【名古屋市】働く者たちに憩いを提供してきたとんやきに、モノづくりの街・名古屋への思いを馳せる
JR・名鉄の金山駅から南へ10分ほど歩いた跨線橋のたもと。とんやき「石田屋」がある。最近では「名古屋のとんやきの聖地」と呼ばれているらしい。
私の記憶を手繰ると、石田屋は、工場での労働を終えた者たちが家路の途中、一時の安らぎ、明日への活力を求めて立ち寄るオアシスといった情景だった。歳月を経るうちに現在では変わってしまったが、私が知っている金山の南部は工場が軒を連ね、顔を機械油で汚した労働者があふれていた。モノづくりの街・名古屋を根底から支えている誇りがあった。
金山の街は変貌を遂げたが、石田屋は変わっていなかった。店舗の外観も変わっていない。とんやきのうまさも相変わらずだった。
「まあ飲め。話はそれからだ」のポスターが、「まあ食え」と促している。
味付けは塩、タレ、しょうがの3種類から選べる。私はタレを選択。「焼物」はどれも食感、味わい、うまみが秀逸。一日の労働の疲れが癒え、明日への活力がみなぎる。1本160円で、1回の注文で2本以上頼む必要があるが、ついつい頼み過ぎてしまうのが悩みの種だ。

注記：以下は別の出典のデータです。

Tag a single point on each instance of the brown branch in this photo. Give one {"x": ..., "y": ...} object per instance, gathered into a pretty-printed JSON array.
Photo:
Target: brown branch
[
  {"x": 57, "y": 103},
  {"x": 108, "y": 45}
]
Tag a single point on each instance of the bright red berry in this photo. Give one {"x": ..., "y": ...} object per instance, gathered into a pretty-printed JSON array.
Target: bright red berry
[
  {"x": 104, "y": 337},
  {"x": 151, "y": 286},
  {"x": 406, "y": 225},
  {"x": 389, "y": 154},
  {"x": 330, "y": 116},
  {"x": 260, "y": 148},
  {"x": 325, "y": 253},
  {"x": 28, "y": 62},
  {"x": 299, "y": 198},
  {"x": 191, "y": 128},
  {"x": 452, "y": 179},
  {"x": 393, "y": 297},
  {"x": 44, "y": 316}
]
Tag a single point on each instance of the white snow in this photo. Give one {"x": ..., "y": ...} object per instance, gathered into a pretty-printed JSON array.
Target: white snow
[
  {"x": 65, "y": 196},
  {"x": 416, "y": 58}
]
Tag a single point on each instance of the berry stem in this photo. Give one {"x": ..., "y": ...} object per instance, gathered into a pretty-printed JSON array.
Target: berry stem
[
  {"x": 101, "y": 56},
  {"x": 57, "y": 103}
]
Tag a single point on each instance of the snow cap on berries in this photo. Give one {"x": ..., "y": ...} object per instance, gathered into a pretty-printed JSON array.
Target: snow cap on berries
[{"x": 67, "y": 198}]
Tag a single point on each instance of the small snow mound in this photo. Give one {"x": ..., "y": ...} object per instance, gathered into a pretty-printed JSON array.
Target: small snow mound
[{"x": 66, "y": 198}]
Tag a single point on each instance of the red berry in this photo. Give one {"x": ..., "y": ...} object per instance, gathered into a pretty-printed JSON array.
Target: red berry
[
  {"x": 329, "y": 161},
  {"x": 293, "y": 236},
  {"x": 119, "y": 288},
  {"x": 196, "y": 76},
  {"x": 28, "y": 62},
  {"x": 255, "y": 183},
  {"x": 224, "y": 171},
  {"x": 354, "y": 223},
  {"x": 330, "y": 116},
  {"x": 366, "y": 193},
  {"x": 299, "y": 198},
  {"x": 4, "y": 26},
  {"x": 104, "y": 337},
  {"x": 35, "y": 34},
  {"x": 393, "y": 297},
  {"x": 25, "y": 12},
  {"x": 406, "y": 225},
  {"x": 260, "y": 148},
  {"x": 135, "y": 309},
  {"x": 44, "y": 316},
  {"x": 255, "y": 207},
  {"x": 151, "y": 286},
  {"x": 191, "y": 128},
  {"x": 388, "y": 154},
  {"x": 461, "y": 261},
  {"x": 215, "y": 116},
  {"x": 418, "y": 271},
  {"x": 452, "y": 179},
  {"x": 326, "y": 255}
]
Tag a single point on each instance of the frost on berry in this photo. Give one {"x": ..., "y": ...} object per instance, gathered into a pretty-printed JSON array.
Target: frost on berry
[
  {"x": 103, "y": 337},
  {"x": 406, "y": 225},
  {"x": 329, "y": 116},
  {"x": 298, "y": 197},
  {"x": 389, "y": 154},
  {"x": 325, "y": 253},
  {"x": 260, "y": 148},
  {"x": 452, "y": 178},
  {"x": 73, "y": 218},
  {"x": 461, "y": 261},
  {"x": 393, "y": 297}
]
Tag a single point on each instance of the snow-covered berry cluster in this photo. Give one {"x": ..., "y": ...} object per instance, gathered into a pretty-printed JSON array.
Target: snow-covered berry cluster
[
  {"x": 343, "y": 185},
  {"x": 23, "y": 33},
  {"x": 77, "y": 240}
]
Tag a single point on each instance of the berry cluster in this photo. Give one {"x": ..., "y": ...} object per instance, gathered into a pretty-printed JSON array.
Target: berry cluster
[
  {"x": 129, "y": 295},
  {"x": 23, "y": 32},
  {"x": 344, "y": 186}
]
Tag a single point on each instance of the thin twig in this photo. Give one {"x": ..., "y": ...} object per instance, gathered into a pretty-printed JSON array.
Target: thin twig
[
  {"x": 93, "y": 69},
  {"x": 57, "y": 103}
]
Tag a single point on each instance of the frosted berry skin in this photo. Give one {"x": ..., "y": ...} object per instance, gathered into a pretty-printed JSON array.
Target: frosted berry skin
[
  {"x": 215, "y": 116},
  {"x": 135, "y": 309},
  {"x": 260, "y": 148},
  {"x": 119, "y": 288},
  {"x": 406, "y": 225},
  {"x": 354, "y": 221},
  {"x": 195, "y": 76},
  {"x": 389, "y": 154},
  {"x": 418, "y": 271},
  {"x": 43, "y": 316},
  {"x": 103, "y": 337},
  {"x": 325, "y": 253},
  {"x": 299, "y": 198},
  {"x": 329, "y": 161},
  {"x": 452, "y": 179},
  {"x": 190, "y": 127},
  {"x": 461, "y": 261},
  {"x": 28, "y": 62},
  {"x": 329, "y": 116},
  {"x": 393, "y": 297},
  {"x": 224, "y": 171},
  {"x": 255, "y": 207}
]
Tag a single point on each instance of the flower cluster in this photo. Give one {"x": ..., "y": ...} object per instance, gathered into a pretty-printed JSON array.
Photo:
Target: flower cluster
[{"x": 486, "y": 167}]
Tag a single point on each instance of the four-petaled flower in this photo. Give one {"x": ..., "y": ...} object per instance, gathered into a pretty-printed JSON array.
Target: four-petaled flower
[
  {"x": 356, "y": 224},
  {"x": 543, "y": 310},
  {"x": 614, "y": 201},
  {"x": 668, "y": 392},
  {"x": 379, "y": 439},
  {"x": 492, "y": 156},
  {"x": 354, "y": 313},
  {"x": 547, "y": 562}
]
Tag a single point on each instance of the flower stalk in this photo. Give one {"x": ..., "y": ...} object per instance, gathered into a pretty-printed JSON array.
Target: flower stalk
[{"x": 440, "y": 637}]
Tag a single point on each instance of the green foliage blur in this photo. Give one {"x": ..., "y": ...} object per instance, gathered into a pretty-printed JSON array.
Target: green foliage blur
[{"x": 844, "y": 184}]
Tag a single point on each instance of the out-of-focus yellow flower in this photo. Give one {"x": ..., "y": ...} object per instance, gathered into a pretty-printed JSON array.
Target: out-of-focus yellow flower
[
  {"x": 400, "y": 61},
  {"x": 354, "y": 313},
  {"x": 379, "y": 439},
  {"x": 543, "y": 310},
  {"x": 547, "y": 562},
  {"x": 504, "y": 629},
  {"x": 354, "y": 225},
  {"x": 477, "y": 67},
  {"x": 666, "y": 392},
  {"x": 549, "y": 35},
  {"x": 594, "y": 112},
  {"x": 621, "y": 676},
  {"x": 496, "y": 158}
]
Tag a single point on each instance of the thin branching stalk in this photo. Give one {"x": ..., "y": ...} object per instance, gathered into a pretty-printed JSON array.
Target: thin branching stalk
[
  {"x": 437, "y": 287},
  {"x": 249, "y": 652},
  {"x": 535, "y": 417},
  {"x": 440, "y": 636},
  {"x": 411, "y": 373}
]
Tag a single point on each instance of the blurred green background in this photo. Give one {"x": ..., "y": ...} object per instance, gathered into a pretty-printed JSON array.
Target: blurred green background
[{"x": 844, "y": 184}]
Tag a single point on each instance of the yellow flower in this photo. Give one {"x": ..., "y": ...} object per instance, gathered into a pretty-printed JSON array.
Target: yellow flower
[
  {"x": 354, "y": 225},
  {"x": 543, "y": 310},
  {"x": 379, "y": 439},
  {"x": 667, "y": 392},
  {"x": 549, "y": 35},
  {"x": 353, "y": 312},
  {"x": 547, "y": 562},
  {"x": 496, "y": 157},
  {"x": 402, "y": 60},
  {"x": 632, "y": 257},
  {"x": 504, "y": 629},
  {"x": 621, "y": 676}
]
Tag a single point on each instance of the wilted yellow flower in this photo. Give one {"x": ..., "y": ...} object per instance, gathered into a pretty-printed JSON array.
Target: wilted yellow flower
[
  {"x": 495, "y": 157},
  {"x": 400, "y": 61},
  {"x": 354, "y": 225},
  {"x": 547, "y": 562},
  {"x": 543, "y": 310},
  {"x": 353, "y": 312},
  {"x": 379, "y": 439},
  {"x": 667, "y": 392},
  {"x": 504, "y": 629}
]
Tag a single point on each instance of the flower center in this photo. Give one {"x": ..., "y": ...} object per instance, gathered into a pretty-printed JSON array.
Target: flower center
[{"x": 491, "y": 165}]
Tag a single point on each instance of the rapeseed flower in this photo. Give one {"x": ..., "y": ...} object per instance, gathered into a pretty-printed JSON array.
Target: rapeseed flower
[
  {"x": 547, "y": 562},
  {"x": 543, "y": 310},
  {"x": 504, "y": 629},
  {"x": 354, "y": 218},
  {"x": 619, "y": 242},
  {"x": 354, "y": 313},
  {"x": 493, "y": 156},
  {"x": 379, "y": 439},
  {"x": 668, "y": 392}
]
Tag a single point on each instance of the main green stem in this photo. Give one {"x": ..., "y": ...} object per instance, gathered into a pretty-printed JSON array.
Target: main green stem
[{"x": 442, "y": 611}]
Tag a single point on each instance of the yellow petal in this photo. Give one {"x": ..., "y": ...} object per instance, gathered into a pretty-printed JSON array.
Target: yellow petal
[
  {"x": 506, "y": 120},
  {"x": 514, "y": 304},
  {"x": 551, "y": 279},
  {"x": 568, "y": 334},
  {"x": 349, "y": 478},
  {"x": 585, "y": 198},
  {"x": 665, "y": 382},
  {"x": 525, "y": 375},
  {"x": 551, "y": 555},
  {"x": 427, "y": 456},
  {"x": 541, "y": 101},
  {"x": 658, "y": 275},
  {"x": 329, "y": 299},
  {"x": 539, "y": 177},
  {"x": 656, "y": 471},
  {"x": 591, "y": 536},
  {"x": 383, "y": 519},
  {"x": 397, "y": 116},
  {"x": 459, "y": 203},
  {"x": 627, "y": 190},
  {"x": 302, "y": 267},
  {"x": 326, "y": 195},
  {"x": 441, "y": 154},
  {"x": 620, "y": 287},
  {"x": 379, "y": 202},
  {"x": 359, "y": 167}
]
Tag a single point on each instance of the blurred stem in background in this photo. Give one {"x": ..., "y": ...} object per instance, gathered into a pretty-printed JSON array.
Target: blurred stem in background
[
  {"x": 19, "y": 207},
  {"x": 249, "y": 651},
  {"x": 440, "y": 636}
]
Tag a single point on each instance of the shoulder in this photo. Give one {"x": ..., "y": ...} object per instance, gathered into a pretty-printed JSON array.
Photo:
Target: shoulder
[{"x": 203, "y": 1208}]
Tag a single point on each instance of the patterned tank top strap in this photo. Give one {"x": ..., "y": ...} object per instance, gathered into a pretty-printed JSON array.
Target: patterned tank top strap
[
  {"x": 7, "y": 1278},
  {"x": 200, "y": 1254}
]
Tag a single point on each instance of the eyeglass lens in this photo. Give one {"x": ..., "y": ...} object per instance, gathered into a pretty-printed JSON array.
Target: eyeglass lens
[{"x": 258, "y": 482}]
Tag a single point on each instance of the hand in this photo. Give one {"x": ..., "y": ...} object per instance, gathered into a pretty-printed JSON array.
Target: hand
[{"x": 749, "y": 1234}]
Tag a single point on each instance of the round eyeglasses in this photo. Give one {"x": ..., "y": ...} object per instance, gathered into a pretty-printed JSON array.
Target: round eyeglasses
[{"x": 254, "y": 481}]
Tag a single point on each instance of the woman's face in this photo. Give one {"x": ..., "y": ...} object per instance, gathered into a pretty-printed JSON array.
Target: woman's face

「味噌」は、血管の食感が面白い。クニュクニュした噛みごたえとともに、どて味噌のうまみが広がる。
これらに、まずはビールを合わせる。杯が進めば、愛知県津島市が誇る銘酒「長珍」にチェンジ。さわやかな酸味が通り抜けどっしりしたうまみが口に残る。こってりしたとんやきに調和し、絶妙な味わいだ。
名古屋のモノづくりを下支えし、働く者たちに憩いを提供してきた味が、この石田屋には残る。